That old story sure has made the rounds! Must be 100 variations.


----------



## jd4223 (Feb 12, 2012)

bobberbill said:


> " It wasn't until I told DNR that I was going to arrest him(I was a police officer at the time) for being a rapist since he had a *****. DNR didn't think my analogy made sense. That he had never raped anybody. I asked DNR to prove to me my son was hunting because he was wearing hunter orange and walking with me unarmed. DNR backed down and said he could have written a ticket to my son and let the court decide but since I was a police officer he was giving me a break!


That old story sure has made the rounds! Must be 100 variations.[/QUOTE]
I heard the story said by a female sitting in a boat reading. DNR pulled along side and wanted to see her fishing license because there were fishing poles in the boat. She used that analogy supposedly. I took the liberty and applied it to my encounter. I've had DNR wanting to search my vehicle because I was wearing insulated orange coveralls stating that was probable cause. When I refused him access,he threatened to impound my vehicle. Of course that didn't happen.


----------



## FREEPOP (Apr 11, 2002)

jd4223 said:


> That old story sure has made the rounds! Must be 100 variations.


You refused consent.
If he really wanted to search it, he would've.


----------



## Macs13 (Apr 24, 2019)

Is it particularly expensive to just have him buy an out of state license? Double your limit. Etc.

Sent from my LG-LS998 using Michigan Sportsman mobile app


----------



## jd4223 (Feb 12, 2012)

FREEPOP said:


> You refused consent.
> If he really wanted to search it, he would've.


He could have if he impounded it! Since the doors were locked and the keys in my pocket he would have had to search my person without "legal probable cause". By that I don't mean some made up story/lying in order to do a search. Now if he chose to go that route then I would have to comply and file a complaint and hire a lawyer and pursue the matter in court(criminal and civil). Most people are intimidated when it comes to dealing with authority(law enforcement) and just go along hoping to minimize any negative outcome even if they know(the citizen) they are in the right. Now with the mandate that most law enforcement agencies have to wear cameras and audio mics the playing field is more level for both the officer and citizen.


----------



## FREEPOP (Apr 11, 2002)

jd4223 said:


> He could have if he impounded it! Since the doors were locked and the keys in my pocket he would have had to search my person without "legal probable cause". By that I don't mean some made up story/lying in order to do a search. Now if he chose to go that route then I would have to comply and file a complaint and hire a lawyer and pursue the matter in court(criminal and civil). Most people are intimidated when it comes to dealing with authority(law enforcement) and just go along hoping to minimize any negative outcome even if they know(the citizen) they are in the right. Now with the mandate that most law enforcement agencies have to wear cameras and audio mics the playing field is more level for both the officer and citizen.

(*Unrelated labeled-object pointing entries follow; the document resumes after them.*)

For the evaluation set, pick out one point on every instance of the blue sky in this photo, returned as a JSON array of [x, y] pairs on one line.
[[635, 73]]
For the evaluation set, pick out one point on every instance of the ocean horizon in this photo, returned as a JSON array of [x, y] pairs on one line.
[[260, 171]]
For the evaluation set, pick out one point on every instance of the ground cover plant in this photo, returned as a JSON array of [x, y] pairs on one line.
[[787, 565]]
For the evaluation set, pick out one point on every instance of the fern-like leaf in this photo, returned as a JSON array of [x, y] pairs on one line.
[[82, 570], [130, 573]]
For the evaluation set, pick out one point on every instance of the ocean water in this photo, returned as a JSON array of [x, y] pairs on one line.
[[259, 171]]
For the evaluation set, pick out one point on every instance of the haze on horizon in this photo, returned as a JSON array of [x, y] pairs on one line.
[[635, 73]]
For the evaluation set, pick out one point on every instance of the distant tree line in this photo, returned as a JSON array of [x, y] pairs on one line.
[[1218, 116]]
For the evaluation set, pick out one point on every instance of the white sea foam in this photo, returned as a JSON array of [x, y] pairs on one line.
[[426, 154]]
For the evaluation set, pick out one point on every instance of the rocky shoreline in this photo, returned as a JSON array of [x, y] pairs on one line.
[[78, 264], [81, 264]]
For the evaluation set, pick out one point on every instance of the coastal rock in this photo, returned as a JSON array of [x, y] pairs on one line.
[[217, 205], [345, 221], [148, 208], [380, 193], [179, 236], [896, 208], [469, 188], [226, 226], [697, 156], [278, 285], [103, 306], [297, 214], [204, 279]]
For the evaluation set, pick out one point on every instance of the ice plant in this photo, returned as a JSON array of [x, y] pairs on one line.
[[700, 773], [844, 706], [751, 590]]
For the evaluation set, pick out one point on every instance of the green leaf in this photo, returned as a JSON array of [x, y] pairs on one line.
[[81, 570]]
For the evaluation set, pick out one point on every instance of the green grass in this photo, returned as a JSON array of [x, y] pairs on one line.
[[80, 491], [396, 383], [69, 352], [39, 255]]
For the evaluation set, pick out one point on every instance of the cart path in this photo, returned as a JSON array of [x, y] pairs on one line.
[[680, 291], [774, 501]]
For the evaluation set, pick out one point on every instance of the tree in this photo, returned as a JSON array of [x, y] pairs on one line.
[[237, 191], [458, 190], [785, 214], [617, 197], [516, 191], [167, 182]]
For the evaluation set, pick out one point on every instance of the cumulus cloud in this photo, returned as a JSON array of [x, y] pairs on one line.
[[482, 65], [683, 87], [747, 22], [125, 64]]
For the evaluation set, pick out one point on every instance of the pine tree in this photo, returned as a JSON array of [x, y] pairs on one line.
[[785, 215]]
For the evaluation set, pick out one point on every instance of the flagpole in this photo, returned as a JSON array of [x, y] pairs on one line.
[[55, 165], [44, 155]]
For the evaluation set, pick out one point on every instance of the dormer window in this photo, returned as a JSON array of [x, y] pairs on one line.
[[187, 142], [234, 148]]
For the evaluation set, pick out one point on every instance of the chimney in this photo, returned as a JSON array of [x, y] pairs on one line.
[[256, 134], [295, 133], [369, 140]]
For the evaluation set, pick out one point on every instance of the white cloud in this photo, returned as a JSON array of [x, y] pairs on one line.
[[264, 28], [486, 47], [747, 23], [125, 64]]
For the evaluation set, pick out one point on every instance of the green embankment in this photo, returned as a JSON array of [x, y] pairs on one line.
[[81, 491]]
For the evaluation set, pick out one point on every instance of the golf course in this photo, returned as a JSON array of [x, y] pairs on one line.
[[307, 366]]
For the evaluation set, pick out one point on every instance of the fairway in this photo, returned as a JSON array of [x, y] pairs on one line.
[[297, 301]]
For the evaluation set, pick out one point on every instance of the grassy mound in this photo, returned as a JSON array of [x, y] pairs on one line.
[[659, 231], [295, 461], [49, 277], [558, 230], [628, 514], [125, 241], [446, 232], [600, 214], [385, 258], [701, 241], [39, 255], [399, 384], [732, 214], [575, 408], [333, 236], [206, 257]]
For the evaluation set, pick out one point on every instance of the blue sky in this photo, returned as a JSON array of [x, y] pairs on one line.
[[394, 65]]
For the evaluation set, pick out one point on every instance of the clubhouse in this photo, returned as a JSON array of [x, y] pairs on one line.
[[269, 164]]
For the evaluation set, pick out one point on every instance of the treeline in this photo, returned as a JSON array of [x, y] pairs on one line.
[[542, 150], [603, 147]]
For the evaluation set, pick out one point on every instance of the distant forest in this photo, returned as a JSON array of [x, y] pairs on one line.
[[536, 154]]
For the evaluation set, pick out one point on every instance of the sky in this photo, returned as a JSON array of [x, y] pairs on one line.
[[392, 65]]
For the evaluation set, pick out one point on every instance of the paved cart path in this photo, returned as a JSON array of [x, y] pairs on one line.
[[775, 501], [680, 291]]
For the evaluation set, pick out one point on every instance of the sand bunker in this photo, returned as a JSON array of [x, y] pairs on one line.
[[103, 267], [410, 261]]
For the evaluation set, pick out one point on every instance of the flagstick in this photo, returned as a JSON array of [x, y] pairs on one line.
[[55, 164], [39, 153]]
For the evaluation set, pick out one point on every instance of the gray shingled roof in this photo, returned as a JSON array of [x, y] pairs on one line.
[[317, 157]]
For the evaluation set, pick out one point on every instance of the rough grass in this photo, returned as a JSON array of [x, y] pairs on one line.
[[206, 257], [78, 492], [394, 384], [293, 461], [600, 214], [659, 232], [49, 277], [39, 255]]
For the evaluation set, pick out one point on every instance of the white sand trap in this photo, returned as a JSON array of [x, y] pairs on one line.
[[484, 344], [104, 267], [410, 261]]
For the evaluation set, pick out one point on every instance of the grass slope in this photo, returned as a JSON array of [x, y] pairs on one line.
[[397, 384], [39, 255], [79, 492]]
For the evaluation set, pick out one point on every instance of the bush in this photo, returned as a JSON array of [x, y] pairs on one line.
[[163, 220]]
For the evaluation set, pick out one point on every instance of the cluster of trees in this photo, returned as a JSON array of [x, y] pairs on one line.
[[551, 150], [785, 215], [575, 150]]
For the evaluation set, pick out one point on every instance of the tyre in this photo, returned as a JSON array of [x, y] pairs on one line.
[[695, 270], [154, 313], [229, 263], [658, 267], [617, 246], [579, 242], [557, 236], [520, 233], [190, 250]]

They can turn the recording device on and off at any time.
Since you were being detained, he could have easily searched you for a weapon, for his and your safety. He could've required you to provide identification. If there was nothing in the car that was in "plain sight", most likely a search warrant would be needed for a search to be legal. Or he could've let you get in the car and then pulled you over to look at your paperwork for the vehicle.


----------